The media trope that presidents-elect ought to break progressive campaign promises really displays the anti-democratic and pro-corporate biases of the press at their most glaring. Who cares what you told the voters? Here’s what the interests that really matter want you to do.
The latest instance in this sad series is a USA Today editorial (12/2/08), which eagerly spots a silver lining in the economic crisis:
During his campaign…Obama endorsed a number of smaller bore ideas more for the sake of their political appeal than for their economic usefulness. The financial crisis gives the incoming president a compelling rationale to make a few modest course corrections.
The paper then offers three of its own “modest” proposals for how Obama should best rewrite his platform in a more big business-friendly direction. One is to drop the idea of a windfall profits tax on the oil industry, arguing that “windfall profits taxes…aren’t a very reliable or stable source of revenue.” Since windfall profits are by definition sudden and unexpected, that seems like a rather peculiar objection–like saying that receiving emergency aid isn’t something you can count on every year.

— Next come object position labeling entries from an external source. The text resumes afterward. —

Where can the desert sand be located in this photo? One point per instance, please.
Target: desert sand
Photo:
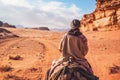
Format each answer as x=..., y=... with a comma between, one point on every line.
x=35, y=50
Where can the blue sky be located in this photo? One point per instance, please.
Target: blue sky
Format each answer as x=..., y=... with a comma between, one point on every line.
x=49, y=13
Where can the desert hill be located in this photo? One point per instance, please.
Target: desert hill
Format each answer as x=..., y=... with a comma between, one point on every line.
x=28, y=56
x=105, y=17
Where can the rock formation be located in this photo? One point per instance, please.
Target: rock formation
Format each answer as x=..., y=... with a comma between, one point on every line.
x=8, y=25
x=105, y=17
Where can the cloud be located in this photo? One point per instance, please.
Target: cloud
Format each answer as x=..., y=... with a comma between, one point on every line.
x=52, y=14
x=21, y=3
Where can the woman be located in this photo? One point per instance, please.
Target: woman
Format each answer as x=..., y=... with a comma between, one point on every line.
x=72, y=65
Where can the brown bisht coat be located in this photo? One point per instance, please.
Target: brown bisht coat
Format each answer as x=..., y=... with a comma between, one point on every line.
x=76, y=48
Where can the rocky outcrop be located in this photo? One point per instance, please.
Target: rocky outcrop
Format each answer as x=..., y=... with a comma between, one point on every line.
x=105, y=17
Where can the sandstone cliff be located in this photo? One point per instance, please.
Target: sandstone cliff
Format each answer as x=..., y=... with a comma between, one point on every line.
x=105, y=17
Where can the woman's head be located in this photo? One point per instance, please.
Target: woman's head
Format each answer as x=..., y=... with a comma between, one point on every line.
x=75, y=24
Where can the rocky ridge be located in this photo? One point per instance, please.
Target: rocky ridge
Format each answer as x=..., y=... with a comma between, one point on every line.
x=105, y=17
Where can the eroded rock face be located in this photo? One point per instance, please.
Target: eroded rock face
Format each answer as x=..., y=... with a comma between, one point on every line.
x=105, y=17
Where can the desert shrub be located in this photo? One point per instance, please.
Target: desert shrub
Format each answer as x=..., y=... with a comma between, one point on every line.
x=114, y=69
x=17, y=57
x=5, y=68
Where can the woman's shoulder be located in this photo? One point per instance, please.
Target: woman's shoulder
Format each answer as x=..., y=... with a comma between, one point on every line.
x=83, y=37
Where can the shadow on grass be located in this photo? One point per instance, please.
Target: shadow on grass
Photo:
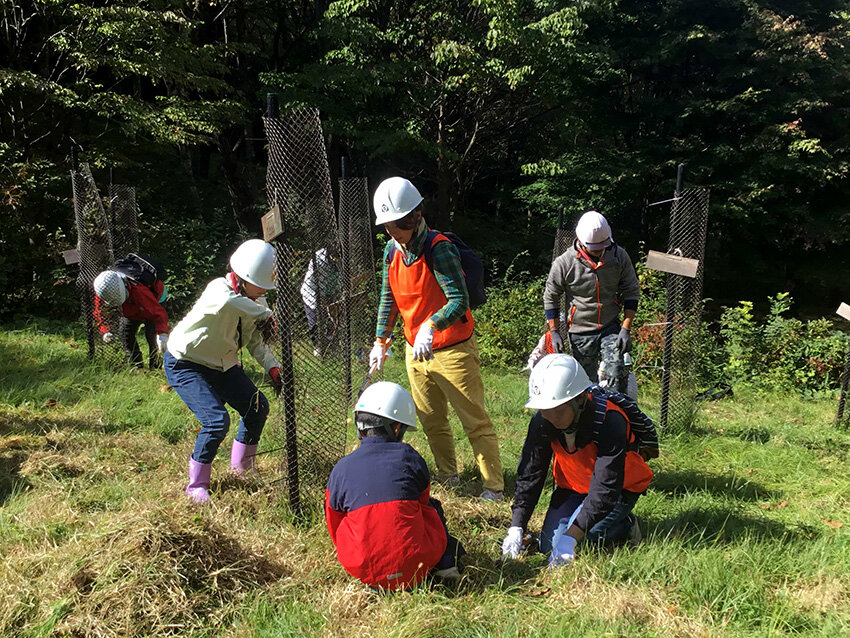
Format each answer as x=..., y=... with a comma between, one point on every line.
x=703, y=527
x=679, y=484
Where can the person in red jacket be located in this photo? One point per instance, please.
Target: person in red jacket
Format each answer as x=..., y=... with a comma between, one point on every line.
x=134, y=285
x=388, y=531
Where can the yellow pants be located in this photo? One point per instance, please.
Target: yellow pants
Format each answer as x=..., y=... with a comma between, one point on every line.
x=454, y=375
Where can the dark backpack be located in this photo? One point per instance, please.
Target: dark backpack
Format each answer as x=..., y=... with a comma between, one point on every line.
x=140, y=268
x=473, y=267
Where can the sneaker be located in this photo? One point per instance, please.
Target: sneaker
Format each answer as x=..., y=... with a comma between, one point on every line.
x=491, y=495
x=450, y=573
x=635, y=533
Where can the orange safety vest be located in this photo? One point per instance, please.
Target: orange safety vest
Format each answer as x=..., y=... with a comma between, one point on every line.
x=573, y=471
x=418, y=296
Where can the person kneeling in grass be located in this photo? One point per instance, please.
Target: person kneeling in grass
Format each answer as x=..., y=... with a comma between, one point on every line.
x=388, y=531
x=202, y=362
x=600, y=442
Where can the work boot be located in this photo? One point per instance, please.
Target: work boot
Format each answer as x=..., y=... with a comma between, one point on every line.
x=242, y=459
x=199, y=481
x=635, y=533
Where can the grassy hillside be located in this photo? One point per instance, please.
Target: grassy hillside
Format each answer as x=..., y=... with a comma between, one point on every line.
x=747, y=525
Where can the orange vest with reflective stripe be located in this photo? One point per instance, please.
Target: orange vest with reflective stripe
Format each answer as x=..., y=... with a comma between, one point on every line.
x=573, y=471
x=418, y=296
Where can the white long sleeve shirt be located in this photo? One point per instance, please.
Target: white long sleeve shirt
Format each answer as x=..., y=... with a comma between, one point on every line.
x=209, y=333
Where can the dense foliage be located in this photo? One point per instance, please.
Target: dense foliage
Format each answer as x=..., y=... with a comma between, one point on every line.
x=505, y=113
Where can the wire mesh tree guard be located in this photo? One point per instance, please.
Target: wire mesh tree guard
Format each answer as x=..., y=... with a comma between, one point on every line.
x=683, y=322
x=315, y=293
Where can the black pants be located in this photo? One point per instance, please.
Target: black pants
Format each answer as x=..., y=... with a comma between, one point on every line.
x=128, y=329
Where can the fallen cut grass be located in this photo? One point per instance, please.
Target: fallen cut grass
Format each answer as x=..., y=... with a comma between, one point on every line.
x=746, y=526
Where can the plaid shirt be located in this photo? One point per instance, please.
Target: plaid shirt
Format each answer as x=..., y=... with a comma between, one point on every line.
x=447, y=270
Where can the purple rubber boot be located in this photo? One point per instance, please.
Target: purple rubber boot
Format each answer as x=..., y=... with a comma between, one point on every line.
x=242, y=459
x=199, y=481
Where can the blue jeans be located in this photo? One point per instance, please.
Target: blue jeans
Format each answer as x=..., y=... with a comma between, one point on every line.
x=206, y=391
x=615, y=526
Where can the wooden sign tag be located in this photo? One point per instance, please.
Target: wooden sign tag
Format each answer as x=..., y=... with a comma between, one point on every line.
x=272, y=224
x=673, y=264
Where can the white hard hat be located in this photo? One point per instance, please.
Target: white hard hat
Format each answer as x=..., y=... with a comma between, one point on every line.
x=389, y=400
x=394, y=198
x=593, y=231
x=110, y=287
x=253, y=261
x=557, y=379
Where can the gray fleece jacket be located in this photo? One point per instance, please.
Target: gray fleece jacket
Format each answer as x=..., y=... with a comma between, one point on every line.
x=596, y=292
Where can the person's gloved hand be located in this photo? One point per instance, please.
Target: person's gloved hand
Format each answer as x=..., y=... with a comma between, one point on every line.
x=277, y=384
x=376, y=356
x=512, y=545
x=563, y=552
x=423, y=345
x=557, y=341
x=624, y=341
x=648, y=452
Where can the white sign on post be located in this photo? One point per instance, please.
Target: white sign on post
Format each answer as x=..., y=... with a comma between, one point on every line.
x=272, y=224
x=674, y=264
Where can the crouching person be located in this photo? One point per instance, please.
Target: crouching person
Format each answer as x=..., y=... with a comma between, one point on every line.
x=202, y=362
x=600, y=443
x=388, y=531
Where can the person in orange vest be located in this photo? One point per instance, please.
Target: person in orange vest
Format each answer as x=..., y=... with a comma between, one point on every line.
x=424, y=283
x=598, y=444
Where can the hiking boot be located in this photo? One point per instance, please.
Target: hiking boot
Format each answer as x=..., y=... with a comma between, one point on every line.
x=242, y=459
x=491, y=495
x=635, y=533
x=199, y=481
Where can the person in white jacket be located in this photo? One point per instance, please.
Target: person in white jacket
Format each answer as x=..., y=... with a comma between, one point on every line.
x=202, y=362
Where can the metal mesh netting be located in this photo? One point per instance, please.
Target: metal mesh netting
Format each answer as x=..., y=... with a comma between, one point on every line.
x=842, y=416
x=123, y=224
x=680, y=376
x=95, y=246
x=358, y=260
x=310, y=309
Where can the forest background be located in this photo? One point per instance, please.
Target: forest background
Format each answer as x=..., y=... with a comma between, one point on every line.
x=504, y=113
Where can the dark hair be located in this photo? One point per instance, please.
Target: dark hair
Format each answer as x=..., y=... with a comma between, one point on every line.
x=373, y=424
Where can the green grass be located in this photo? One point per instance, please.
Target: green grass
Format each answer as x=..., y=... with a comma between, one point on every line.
x=747, y=524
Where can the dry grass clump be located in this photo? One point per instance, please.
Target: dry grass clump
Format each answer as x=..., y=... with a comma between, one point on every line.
x=154, y=572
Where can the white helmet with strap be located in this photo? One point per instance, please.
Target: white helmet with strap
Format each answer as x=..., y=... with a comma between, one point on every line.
x=556, y=379
x=388, y=400
x=394, y=198
x=253, y=261
x=111, y=288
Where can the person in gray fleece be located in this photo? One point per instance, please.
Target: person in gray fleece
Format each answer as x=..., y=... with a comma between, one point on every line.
x=599, y=280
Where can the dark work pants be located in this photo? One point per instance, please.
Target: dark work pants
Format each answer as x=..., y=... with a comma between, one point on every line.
x=127, y=329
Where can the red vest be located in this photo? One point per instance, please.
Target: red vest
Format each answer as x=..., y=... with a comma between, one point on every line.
x=418, y=296
x=573, y=471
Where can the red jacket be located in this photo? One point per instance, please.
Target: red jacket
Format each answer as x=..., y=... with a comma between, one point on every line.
x=378, y=514
x=142, y=304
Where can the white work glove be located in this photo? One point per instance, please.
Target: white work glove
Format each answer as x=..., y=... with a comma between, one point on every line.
x=422, y=346
x=512, y=545
x=563, y=552
x=557, y=341
x=376, y=356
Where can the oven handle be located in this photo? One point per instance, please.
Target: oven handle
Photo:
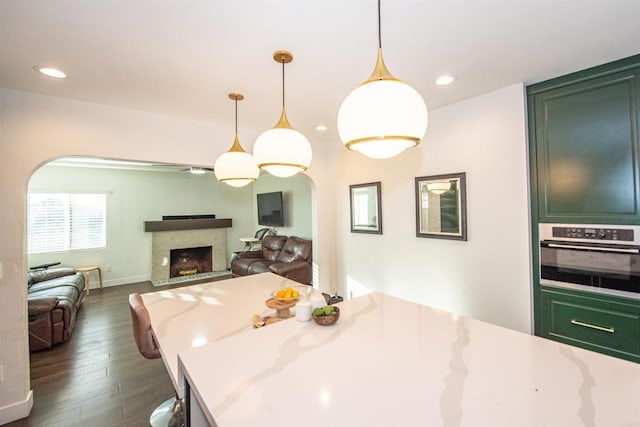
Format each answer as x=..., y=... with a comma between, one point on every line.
x=594, y=248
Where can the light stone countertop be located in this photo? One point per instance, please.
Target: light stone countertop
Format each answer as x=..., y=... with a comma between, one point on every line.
x=390, y=362
x=193, y=316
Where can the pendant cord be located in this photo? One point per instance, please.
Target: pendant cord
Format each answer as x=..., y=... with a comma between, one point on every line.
x=236, y=116
x=283, y=83
x=379, y=30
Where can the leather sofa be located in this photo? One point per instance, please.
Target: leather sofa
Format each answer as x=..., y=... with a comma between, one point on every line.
x=287, y=256
x=54, y=296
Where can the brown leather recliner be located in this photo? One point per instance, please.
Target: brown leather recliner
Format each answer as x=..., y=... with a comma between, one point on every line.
x=54, y=297
x=287, y=256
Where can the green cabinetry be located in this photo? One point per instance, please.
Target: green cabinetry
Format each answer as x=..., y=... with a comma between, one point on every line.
x=585, y=131
x=584, y=154
x=597, y=322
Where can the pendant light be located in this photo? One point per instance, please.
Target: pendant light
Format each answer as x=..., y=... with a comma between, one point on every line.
x=383, y=116
x=282, y=151
x=236, y=167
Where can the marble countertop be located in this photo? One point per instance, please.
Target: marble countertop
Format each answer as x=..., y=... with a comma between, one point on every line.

Another way that USA Today hopes that Obama will betray the people who voted for him is by dropping the idea of renegotiating NAFTA. “Outside of a handful of heavily unionized states where the trade pact with Canada and Mexico has become a scapegoat for job losses, NAFTA is not seen as such a bad thing,” the editorial claims–which ignores not only national polling but the fact that the entire country expressed its opinion by voting by a substantial margin for a candidate who promised to reopen the deal in no uncertain terms.
USA Today went on to assert that “the addition of 18 million jobs in the decade following [NAFTA’s] enactment suggests that it produced more winners than losers.” Actually, since the total U.S. population grew by an estimated 35 million between 1994 and 2004, adding 18 million new jobs is not particularly impressive. A more relevant statistic is that the U.S. trade deficit grew from $150 billion in 1994 to $650 billion in 2004, suggesting that U.S. trade policies during this period resulted in the transfer of trillions of dollars of wealth overseas.
Finally, echoing other corporate media pleas for Obama to abandon his progressive campaign pledges, USA Today singles out Obama’s long-standing support of card-check union certification as a promise to break, saying, “It is hard to see how ending the secret ballot would do much besides initiating campaigns of subtle, and not so subtle, intimidation as workers contemplate their decisions.”
The argument turns reality on its head: The current system, which treats worker organization as a matter to be contested with the employer rather than decided on by the workers themselves, allows those employers to intimidate workers in ways that are not subtle at all–a study by CEPR (1/07) based on NRLB data concluded that as many as one in five union organizers are illegally fired during the course of a typical union certification campaign.
The paper concludes that “pushing this idea through Congress would position Obama less as an agent of change and more as a pal of Big Labor.” It’s corporate media’s Orwellian notion of change in action: Changing the Bush administration’s hostile attitude toward labor–big or otherwise–would not be change; continuing that attitude would be change.